I took a break from mechanical keyboards because I had a keyboard I was happy with. Now I need another for a second desk and it seems like all the keyboards people recommend now are fully pre-built.
This doesn’t make sense to me, I really like the ability to chose my switches and keycaps (especially my keycaps). I don’t see why you would get a keyboard that already has these when the first thing your going to do is replace them.


I think a big thing is that good prebuilts are now readily available: hot swap, foam layers, PCB stabilizers, CNC aluminum cases, a mounting system more sophisticated than tray mount, decent firmware (often properly released QMK/VIA, but at least VIA), and fun features like lighting or encoders. A late as 2022, this would have been a wish list on an interest check for a $400+ kit; now it’s a baseline to charge three digits for a prebuilt MX board.
There are still many group buys going on at the high end (geek hack basically exists as an IC/GB publishing platform at this point), and a lot of boards are available bare bones, but when a newbie comes along for a recommendation, no one has to feel bad recommending some pre-built that would make a Pok3r look like a joke as a value proposition.

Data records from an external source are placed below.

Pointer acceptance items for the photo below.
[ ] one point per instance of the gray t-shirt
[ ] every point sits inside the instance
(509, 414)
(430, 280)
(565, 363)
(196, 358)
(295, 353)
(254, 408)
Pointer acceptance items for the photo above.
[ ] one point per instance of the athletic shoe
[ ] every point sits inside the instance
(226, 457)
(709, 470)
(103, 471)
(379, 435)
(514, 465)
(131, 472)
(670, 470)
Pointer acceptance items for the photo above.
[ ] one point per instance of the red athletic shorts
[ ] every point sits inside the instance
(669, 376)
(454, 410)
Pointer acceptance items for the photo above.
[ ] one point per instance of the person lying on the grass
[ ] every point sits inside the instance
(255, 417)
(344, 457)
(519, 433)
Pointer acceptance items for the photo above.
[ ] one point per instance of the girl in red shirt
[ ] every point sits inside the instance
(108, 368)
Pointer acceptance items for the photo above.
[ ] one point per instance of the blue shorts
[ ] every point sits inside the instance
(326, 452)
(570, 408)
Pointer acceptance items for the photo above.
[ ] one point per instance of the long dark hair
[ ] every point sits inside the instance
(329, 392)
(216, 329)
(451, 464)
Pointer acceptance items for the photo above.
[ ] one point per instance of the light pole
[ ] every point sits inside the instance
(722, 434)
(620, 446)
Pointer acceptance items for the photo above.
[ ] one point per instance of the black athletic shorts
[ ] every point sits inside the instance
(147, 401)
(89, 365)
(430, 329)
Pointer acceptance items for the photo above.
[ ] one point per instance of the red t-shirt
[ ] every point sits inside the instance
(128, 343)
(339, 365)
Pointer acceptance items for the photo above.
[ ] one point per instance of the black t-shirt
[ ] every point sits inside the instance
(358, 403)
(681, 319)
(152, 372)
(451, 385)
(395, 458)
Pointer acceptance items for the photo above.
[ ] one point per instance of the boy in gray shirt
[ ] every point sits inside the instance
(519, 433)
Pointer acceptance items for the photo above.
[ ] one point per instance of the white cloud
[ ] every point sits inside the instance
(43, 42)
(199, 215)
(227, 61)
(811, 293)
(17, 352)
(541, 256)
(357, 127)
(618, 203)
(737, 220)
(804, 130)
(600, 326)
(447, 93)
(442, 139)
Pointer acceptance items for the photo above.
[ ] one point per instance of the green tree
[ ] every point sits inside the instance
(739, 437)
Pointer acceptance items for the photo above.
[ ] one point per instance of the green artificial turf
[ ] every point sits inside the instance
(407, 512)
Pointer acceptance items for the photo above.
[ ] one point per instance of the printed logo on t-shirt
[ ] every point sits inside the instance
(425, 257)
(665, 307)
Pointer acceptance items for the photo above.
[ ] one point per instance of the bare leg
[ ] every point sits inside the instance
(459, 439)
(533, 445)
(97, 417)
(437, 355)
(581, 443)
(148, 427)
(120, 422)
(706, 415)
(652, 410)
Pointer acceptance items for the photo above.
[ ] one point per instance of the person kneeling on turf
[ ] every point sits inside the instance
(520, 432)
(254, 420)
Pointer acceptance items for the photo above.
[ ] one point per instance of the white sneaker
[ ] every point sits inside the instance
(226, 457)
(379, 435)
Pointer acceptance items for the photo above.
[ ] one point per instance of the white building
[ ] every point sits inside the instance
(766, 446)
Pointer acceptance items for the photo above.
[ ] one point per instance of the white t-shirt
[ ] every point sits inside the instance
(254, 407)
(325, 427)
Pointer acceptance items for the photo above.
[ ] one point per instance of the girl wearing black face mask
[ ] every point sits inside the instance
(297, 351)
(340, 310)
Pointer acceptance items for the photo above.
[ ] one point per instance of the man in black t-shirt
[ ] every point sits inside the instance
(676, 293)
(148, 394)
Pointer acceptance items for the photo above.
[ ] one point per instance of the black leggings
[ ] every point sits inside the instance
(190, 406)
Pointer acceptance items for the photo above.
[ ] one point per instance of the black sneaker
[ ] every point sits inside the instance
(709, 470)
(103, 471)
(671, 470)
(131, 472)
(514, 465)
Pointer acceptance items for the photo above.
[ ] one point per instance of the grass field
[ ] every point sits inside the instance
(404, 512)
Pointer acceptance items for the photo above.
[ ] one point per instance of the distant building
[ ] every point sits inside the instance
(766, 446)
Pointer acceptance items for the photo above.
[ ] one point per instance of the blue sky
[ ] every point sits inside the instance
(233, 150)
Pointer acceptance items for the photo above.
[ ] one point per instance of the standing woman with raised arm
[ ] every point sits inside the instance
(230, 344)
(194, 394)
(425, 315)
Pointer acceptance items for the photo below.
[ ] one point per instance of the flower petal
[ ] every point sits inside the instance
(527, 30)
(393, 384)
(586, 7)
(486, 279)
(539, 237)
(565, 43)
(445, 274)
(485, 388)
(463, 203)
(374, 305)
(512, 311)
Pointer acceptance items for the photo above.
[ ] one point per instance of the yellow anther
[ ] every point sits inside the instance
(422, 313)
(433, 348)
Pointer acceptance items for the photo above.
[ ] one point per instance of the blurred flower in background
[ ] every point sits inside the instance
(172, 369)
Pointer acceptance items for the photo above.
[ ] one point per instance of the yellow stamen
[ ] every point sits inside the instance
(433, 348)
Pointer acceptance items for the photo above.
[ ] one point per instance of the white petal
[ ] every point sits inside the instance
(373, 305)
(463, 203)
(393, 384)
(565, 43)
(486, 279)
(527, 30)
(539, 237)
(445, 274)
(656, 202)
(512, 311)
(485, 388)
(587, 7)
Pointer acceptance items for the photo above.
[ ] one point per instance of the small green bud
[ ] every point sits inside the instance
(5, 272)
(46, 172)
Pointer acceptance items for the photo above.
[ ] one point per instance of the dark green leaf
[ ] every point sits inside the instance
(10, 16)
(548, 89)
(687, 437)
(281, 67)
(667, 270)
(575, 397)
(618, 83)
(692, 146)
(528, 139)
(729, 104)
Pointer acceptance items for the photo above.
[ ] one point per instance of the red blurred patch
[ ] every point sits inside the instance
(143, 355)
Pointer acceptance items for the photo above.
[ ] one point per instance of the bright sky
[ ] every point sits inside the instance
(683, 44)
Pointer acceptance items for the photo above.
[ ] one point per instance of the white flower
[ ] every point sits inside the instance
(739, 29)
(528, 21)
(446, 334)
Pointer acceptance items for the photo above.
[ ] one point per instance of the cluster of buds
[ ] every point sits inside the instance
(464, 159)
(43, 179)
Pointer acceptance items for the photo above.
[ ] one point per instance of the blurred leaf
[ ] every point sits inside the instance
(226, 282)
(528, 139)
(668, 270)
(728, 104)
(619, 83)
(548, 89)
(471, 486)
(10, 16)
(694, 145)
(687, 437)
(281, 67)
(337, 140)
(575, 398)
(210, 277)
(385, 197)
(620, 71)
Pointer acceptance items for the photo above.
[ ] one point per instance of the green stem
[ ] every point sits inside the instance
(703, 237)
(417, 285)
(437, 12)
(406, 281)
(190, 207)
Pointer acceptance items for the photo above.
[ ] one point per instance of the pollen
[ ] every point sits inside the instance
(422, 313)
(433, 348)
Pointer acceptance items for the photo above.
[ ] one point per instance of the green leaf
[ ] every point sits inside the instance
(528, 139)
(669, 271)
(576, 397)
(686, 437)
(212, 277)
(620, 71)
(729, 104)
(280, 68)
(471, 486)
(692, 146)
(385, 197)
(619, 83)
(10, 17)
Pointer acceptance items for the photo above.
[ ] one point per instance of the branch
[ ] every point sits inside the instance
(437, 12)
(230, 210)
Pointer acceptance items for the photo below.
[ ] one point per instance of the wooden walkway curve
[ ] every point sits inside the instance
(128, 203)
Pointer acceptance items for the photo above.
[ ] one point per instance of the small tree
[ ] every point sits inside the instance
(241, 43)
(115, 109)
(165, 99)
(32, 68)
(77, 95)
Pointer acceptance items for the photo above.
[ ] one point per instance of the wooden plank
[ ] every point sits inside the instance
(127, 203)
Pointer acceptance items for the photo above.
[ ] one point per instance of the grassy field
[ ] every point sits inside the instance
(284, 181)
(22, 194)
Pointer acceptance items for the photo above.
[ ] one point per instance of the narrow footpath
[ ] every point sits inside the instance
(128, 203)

Haven’t been really into the scene much in a few years, but this seems to track.
Over the years I’ve built several kits, and a couple of partial / fully custom boards (including one hand wired), but my current daily driver is a Keychron, and I’m super happy with it: Between the build quality, case and switch options, QMK, hot swap, backlighting, etc, I really haven’t missed my older boards (although I still want to build a split 1800ish layout someday), and I’m sure I’ll dump more money into caps at some point.